Apart from the examination of the accuracy of the eight remotely-sensed soil moisture products, we also investigate some possible factors that might lead to the different performance of the soil moisture products. These include assessing the accuracy of satellite surface temperature using station-averaged ground measurements, as shown in Figure 7, and examining the temporal behavior of the satellite-derived vegetation optical depth and vegetation water content, as shown in Figure 8.

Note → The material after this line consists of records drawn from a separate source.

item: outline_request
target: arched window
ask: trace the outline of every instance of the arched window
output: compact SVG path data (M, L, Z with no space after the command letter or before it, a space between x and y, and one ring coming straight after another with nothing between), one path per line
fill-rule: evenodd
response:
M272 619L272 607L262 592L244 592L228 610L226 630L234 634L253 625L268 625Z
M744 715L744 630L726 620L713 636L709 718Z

5.1. Assessment of Satellite Surface Temperature Data

Many factors impact the validation accuracy of satellite soil moisture products, including (1) the uncertainties originating from the well-known horizontal and vertical mismatch between in-situ soil moisture and satellite observations (commonly, the effective soil moisture sampling depth at the L-band and C/X-band is 0–3 cm and 0–1 cm, respectively, and also depends on soil moisture [16,22], while the ground soil moisture is measured at 5 cm); (2) the possible errors in ground measurements; (3) the effects of RFI; and (4) the inaccurate correction of the perturbing factors (e.g., surface temperature, vegetation, and surface roughness) in the soil moisture retrieval algorithm [23]. In contrast to active microwave backscatter, which is nearly unaffected by surface temperature, the passive observations are heavily controlled by temperature. Thus, the effects of surface temperature must be eliminated for reliable soil moisture retrievals [10]. In SMAP and SMOS soil moisture retrieval algorithms, the surface temperatures are all derived from model simulations. The SMAP surface temperature is predicted from the NASA GEOS-5 model, and SMOS surface temperature is obtained from the ECMWF model. In contrast, in LPRM, the surface temperature is retrieved separately from the 36.5 GHz V-pol brightness temperature. In the FY3B algorithm, a similar approach to LPRM is adopted to correct the effects of surface temperature, but the surface temperature data is not provided at present. For the JAXA algorithm, the PI and ISW are applied to minimize the effects of surface temperature to retrieve soil moisture. Therefore, in this section, we examine the accuracy of the surface temperature provided by the SMAP, SMOS and AMSR2 (LPRM) products, shown in Figure 7. It should be noted that in the SMOS algorithm, a two-layer algorithm [9] is adopted to calculate the effective soil temperature, which can eliminate the influence of temperature more effectively. However, in the SMOS CATDS product, only the soil temperature of the first layer from ECMWF (i.e., Temp_STL1) is provided. In our study, the SMOS surface temperature ancillary data we examined is the Temp_STL1 product, which is not the actual soil effective temperature used in the SMOS algorithm.
It was observed that the SMAP and SMOS surface temperatures were closer to the 1:1 line when compared with the LPRM surface temperature, indicating that the temperatures estimated by the forecast models were more accurate than the satellite derived temperatures in the two network regions. As seen from Table 3 and Table 4, SMAP exhibits the highest absolute accuracy among the four products, with the lowest RMSE and ubRMSE values, followed by SMOS and LPRM. Theoretically, an underestimation of surface temperature will result in an overestimation of soil emissivity, further leading to an underestimation of soil moisture. From Table 3 and Table 4, it was seen that the SMAP and SMOS surface temperature showed dry bias in the two network regions, which is in accordance with the general underestimation of SMAP and SMOS soil moisture products found in Section 4. Therefore, the underestimated surface temperatures may be one factor that results in a dry bias of SMAP and SMOS soil moisture products. Additionally, though the LPRM surface temperature also showed a dry bias, which is in line with [10] at nighttime, the LPRM soil moisture always overestimated soil moisture, with a wet bias larger than 0.09 m3 m−3, in both network regions. Consequently, the overestimation of LPRM soil moisture was not caused by its surface temperature retrievals.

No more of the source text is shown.